Our latest book club selection was The Interestings, by Meg Wolitzer, the story of a group of friends that meet at a summer art camp and the directions their lives go as they mature and age.
This is a difficult book for me to review. It was interesting enough (tee hee) but I still didn’t really find myself enjoying it. Although I became much more interested in the story lines as the main characters passed the teenage and college years, it still felt a little too packed to really get to know any particular character well. For a relatively short novel following the lives of 6 friends, it may have been a better choice to focus on a specific period of time rather than trying to handle the scope of 6 individuals and their families over the course of 50 or so years.
In addition to the overall structure, I struggled with a couple of specific problems. Of the 6 friends, Cathy is the one that is given the least amount of time and color. I find this particularly problematic as she was the victim of a rape by another friend in the group, who’s story is visited again and again. Not only was Cathy not believed or supported by her friends (and to the extent she was, it was only secretly and revealed late in the novel), she was very nearly erased from the narrative, too. Disappointing.

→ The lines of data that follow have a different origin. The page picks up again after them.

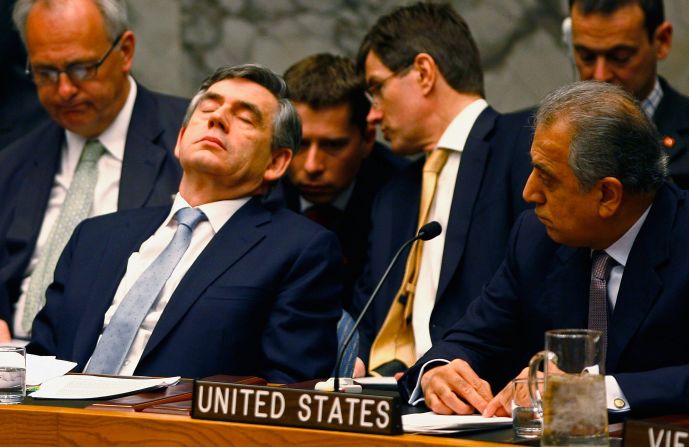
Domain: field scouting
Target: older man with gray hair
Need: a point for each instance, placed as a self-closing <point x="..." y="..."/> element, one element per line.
<point x="210" y="285"/>
<point x="600" y="193"/>
<point x="107" y="147"/>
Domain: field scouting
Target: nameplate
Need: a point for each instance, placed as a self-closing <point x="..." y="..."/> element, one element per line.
<point x="296" y="408"/>
<point x="672" y="432"/>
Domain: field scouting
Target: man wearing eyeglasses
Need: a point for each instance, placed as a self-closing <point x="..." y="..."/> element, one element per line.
<point x="108" y="147"/>
<point x="425" y="81"/>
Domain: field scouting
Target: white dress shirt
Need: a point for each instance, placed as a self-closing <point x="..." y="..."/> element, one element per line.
<point x="453" y="138"/>
<point x="105" y="194"/>
<point x="218" y="213"/>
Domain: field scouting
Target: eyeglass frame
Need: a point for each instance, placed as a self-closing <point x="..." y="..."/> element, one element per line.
<point x="53" y="73"/>
<point x="373" y="92"/>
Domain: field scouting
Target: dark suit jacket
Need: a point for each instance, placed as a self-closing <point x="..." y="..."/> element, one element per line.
<point x="542" y="285"/>
<point x="487" y="199"/>
<point x="672" y="120"/>
<point x="353" y="228"/>
<point x="254" y="303"/>
<point x="150" y="175"/>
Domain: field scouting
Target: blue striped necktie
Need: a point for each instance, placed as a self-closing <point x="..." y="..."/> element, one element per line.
<point x="118" y="336"/>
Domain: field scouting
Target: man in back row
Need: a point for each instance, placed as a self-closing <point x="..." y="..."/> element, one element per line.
<point x="336" y="174"/>
<point x="108" y="146"/>
<point x="622" y="41"/>
<point x="213" y="285"/>
<point x="603" y="211"/>
<point x="424" y="77"/>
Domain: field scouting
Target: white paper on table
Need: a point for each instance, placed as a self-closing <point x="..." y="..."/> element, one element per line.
<point x="431" y="423"/>
<point x="83" y="386"/>
<point x="40" y="368"/>
<point x="376" y="380"/>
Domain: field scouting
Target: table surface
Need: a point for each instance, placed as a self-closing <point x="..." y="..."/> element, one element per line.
<point x="48" y="423"/>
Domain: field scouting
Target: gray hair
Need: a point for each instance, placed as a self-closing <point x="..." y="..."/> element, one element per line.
<point x="114" y="13"/>
<point x="611" y="135"/>
<point x="286" y="122"/>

I also felt like the diagnosis of Ethan and Ash’s son on the Autism Spectrum was treated oddly. I admittedly have little experience with children (much less a child of my own) that has ASD, but it felt as if the characters were treating the diagnosis very near to a death sentence. I could not relate at all with Ethan’s inability to love his child, nor really with a 40 year obsession with a woman that does not love him.
I’m not sure if I’m just not the target audience for this book, but I didn’t connect with it at all. After getting about halfway through I realized I had read another of Wolitzer’s novels, The Uncoupling. I struggled with that one as well, so in hindsight it’s not much of a surprise.